Elemental, però, non si limita a parlare di immigrazione, inclusione o amori travagliati. Soprattutto nella seconda parte, infatti, si concentra sul percorso di crescita di Ember, costretta a fare i conti con se stessa e con i propri desideri (“Io non voglio gestire il negozio di famiglia!”). Se, all’inizio, il film si presenta come la classica commedia sugli opposti che si attraggono, strada facendo prenderà un’altra direzione ed eroina assoluta diverrà, appunto, Wade alle prese con domande e riflessioni ineludibili: “Cosa c’è che non va in me? Il negozio era il sogno di mio padre: non mi sono chiesta se fosse il mio…”
A questo punto, a chi guarda viene in mente un classico dell’animazione, quello sì riuscitissimo, in cui la protagonista Mulan doveva scegliere tra la lotta per l’indipendenza, l’autoaffermazione e la tendenza contraria ossia restare a casa, al sicuro, legata ai suoi. Il cartone animato del 1998 seguiva l’intero processo di individuazione dell’impavida ragazza e lo spettatore si ritrovava a fare il tifo per lei. Ember, al contrario, cattura meno le simpatie del pubblico perché risulta difficile focalizzarsi, a metà dell’opera, su di lei, dopo essere stati distratti da spunti di ogni tipo.

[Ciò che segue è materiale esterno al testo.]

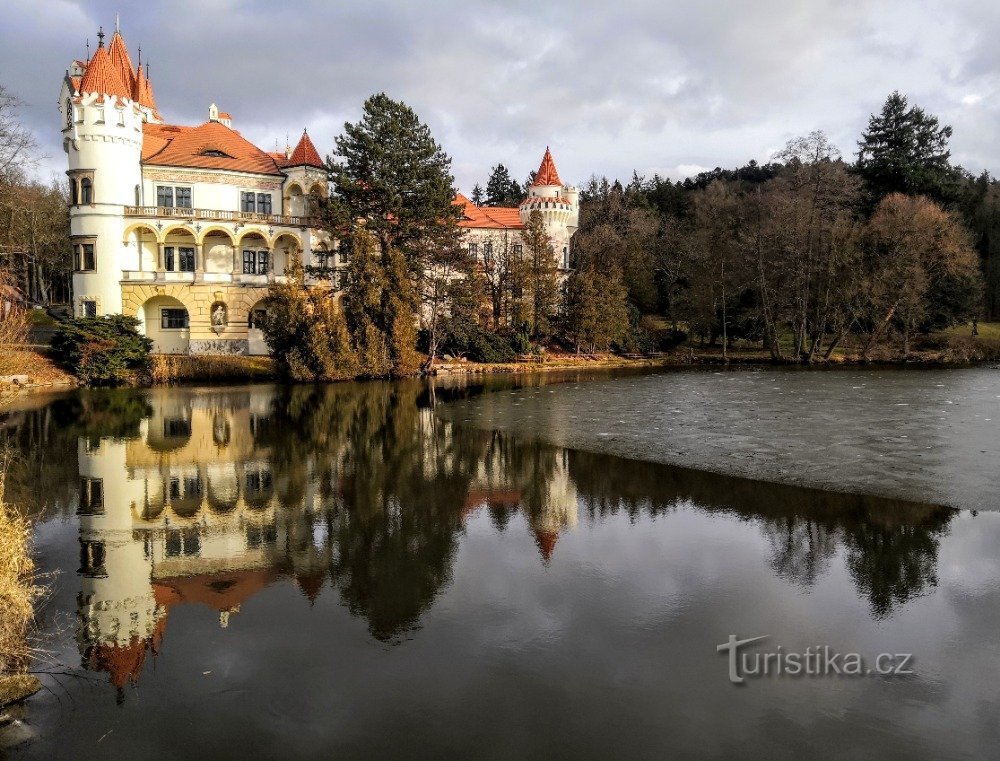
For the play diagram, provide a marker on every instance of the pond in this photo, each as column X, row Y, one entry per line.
column 518, row 567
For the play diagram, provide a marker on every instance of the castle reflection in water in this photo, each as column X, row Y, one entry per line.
column 218, row 493
column 204, row 497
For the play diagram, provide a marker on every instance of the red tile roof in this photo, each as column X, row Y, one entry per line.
column 488, row 217
column 102, row 76
column 170, row 145
column 305, row 153
column 142, row 91
column 121, row 61
column 547, row 174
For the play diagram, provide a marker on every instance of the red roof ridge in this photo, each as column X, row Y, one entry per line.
column 121, row 60
column 305, row 153
column 547, row 174
column 102, row 77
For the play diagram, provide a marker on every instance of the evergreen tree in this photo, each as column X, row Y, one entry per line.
column 394, row 191
column 305, row 330
column 905, row 150
column 502, row 189
column 542, row 273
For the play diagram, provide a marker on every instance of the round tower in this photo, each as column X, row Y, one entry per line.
column 558, row 204
column 102, row 137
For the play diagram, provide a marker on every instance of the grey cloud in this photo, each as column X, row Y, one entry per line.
column 611, row 87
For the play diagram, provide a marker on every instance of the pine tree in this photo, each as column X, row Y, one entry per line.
column 306, row 331
column 543, row 275
column 502, row 189
column 393, row 189
column 905, row 150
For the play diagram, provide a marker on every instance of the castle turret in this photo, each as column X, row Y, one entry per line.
column 102, row 136
column 558, row 204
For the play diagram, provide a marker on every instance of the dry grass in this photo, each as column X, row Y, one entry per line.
column 18, row 587
column 170, row 368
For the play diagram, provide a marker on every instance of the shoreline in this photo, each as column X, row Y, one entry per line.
column 169, row 370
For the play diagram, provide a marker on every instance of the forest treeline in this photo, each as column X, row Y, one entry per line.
column 810, row 248
column 809, row 252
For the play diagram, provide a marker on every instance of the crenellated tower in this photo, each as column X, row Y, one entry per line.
column 103, row 105
column 558, row 204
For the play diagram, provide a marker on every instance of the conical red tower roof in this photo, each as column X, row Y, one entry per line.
column 102, row 76
column 121, row 60
column 547, row 174
column 305, row 153
column 142, row 91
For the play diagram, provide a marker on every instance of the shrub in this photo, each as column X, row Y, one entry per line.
column 102, row 351
column 464, row 338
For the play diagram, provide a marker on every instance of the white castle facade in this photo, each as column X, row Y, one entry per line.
column 186, row 227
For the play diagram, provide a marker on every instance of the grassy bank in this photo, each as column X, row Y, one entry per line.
column 170, row 368
column 18, row 594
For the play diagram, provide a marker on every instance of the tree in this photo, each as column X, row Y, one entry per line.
column 596, row 308
column 501, row 189
column 392, row 179
column 16, row 143
column 905, row 150
column 102, row 351
column 913, row 246
column 306, row 331
column 543, row 274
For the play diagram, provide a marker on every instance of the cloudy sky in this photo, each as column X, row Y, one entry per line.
column 655, row 86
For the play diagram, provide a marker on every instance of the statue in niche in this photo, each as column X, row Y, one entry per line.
column 220, row 316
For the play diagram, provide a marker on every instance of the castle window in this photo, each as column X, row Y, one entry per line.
column 84, row 257
column 165, row 198
column 186, row 259
column 173, row 319
column 255, row 262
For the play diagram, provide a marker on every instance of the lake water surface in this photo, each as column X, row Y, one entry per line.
column 541, row 568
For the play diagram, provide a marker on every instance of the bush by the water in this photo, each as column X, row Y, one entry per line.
column 102, row 351
column 465, row 338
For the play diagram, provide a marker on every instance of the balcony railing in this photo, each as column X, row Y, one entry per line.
column 217, row 215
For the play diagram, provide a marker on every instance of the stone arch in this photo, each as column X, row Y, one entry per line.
column 216, row 229
column 167, row 321
column 218, row 245
column 178, row 226
column 248, row 231
column 135, row 227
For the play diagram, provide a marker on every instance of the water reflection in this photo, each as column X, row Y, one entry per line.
column 205, row 497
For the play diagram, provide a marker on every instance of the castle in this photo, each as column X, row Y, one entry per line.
column 186, row 227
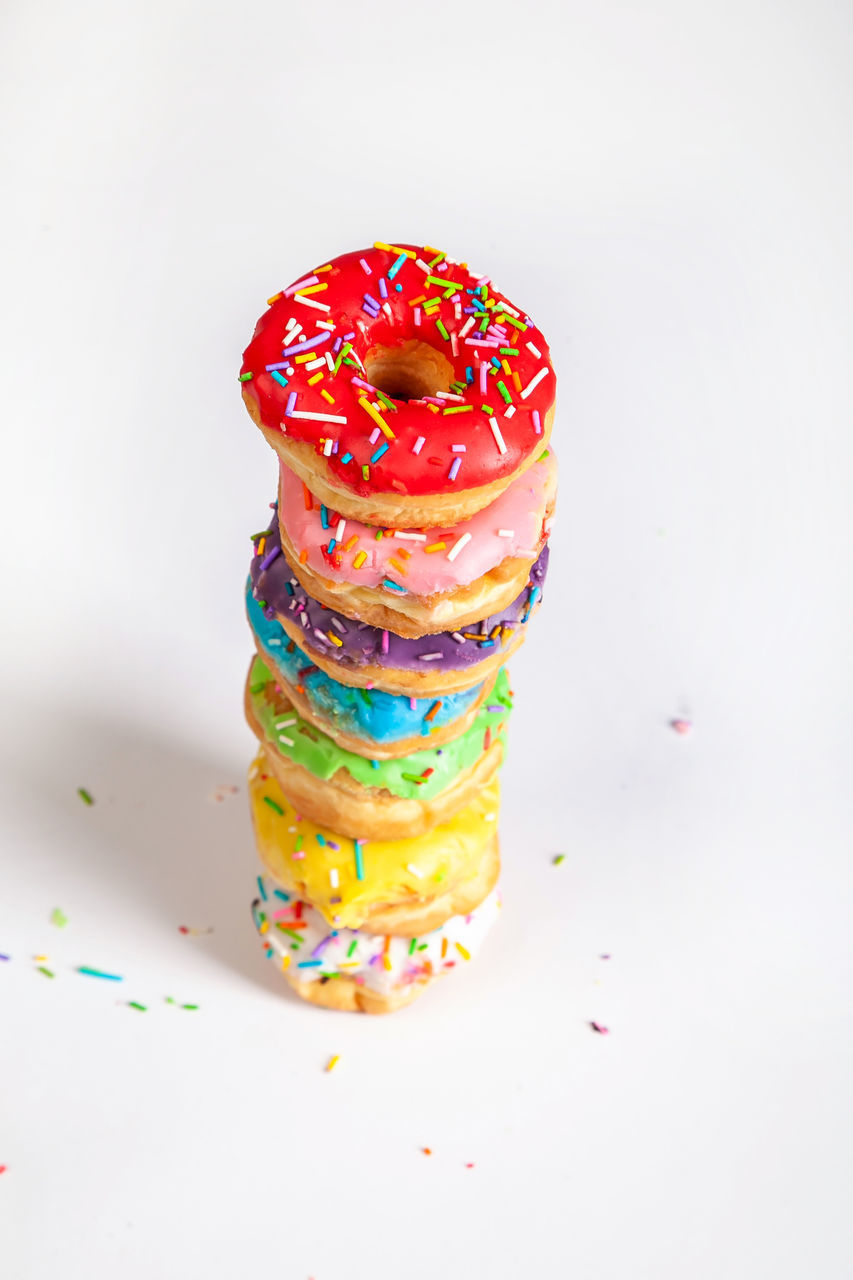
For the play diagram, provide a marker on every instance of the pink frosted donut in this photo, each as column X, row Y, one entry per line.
column 419, row 581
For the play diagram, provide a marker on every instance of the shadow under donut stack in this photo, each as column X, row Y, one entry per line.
column 410, row 406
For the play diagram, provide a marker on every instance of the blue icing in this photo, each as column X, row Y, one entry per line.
column 368, row 713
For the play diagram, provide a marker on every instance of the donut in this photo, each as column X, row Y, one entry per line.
column 400, row 385
column 416, row 583
column 377, row 799
column 359, row 654
column 369, row 722
column 402, row 887
column 357, row 972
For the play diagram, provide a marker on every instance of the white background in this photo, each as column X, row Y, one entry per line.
column 666, row 188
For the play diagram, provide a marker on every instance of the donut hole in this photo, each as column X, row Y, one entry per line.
column 410, row 370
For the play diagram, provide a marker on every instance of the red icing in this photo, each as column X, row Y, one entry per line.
column 400, row 469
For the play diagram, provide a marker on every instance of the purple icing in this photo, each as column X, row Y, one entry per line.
column 363, row 645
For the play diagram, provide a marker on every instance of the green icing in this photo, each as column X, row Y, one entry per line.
column 322, row 757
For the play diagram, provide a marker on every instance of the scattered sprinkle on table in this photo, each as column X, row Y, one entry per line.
column 99, row 973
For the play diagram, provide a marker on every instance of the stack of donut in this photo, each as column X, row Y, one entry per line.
column 410, row 406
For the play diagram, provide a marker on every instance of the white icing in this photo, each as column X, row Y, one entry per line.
column 378, row 961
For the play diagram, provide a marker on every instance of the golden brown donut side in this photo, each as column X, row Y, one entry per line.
column 410, row 915
column 347, row 996
column 391, row 510
column 396, row 680
column 343, row 805
column 414, row 616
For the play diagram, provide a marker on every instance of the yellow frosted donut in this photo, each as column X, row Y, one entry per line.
column 398, row 886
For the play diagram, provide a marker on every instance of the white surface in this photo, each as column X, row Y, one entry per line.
column 667, row 190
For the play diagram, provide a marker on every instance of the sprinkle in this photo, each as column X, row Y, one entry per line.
column 534, row 382
column 377, row 417
column 396, row 266
column 310, row 302
column 268, row 560
column 457, row 547
column 309, row 342
column 315, row 417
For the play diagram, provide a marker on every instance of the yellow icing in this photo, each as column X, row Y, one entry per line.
column 442, row 856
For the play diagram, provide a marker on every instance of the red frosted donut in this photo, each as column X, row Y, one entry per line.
column 400, row 385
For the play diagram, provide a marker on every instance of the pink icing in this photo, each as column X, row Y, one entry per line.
column 512, row 525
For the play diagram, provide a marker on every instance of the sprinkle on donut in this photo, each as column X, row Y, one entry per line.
column 404, row 369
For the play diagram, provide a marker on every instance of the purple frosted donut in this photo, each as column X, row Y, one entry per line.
column 357, row 653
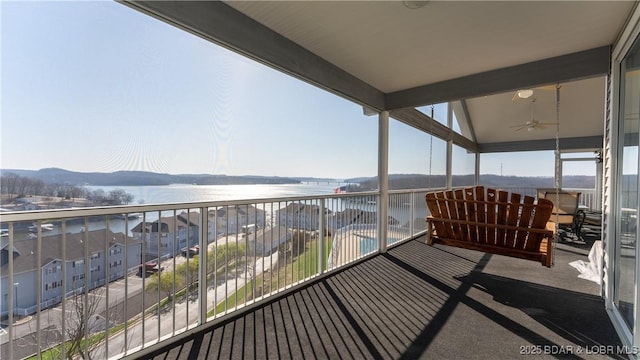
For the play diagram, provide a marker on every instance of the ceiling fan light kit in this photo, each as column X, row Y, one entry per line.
column 525, row 94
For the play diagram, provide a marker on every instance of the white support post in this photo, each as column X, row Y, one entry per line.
column 477, row 177
column 383, row 178
column 321, row 235
column 203, row 242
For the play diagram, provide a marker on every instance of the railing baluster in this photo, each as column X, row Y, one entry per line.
column 303, row 221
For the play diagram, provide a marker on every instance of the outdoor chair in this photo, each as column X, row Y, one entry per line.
column 566, row 212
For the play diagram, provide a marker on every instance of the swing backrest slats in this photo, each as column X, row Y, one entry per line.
column 482, row 219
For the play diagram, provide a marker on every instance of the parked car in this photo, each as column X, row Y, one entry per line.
column 150, row 268
column 194, row 250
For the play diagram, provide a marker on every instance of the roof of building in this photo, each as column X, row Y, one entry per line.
column 25, row 251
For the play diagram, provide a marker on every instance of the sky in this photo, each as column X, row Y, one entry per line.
column 99, row 87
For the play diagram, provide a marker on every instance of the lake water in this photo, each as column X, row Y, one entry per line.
column 190, row 193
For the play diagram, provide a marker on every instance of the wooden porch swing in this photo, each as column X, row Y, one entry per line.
column 491, row 222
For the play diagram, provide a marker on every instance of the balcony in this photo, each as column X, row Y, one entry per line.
column 308, row 274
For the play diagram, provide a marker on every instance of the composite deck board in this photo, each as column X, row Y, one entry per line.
column 417, row 301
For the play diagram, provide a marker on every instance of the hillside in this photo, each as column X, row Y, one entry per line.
column 141, row 178
column 416, row 181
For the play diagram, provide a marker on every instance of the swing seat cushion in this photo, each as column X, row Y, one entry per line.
column 491, row 221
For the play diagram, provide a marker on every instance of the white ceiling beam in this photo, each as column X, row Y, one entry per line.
column 580, row 65
column 576, row 143
column 423, row 122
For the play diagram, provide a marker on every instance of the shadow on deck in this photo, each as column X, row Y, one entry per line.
column 419, row 301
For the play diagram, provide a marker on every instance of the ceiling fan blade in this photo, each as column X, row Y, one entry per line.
column 547, row 88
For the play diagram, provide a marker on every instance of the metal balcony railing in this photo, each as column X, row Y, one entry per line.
column 174, row 267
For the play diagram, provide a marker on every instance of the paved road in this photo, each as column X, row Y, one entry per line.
column 185, row 313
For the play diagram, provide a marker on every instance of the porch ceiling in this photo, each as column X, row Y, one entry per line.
column 385, row 55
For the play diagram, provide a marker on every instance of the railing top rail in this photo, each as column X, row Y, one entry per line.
column 420, row 190
column 35, row 215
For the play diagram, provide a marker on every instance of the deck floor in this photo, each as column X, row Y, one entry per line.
column 418, row 301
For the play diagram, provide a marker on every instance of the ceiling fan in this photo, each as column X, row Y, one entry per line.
column 532, row 124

Insomma, anche per lo Studio più famoso del mondo è impossibile tenere in equilibrio in un colpo solo i temi già citati e l’immancabile morale “insegui il tuo sogno”. Alla fine, ciò che rimane è la simpatia e l’umanità di Wade, apparentemente spalla di Ember ma, a ben guardare, portatore di un insegnamento fondamentale: per vivere bene, basta lasciarsi trasportare dalla corrente (lui lo fa letteralmente!) e mantenersi semplici, puri, empatici. Senza dimenticare, quando è il caso, di dire agli altri e a se stessi: “Non preoccuparti. Stai facendo del tuo meglio”.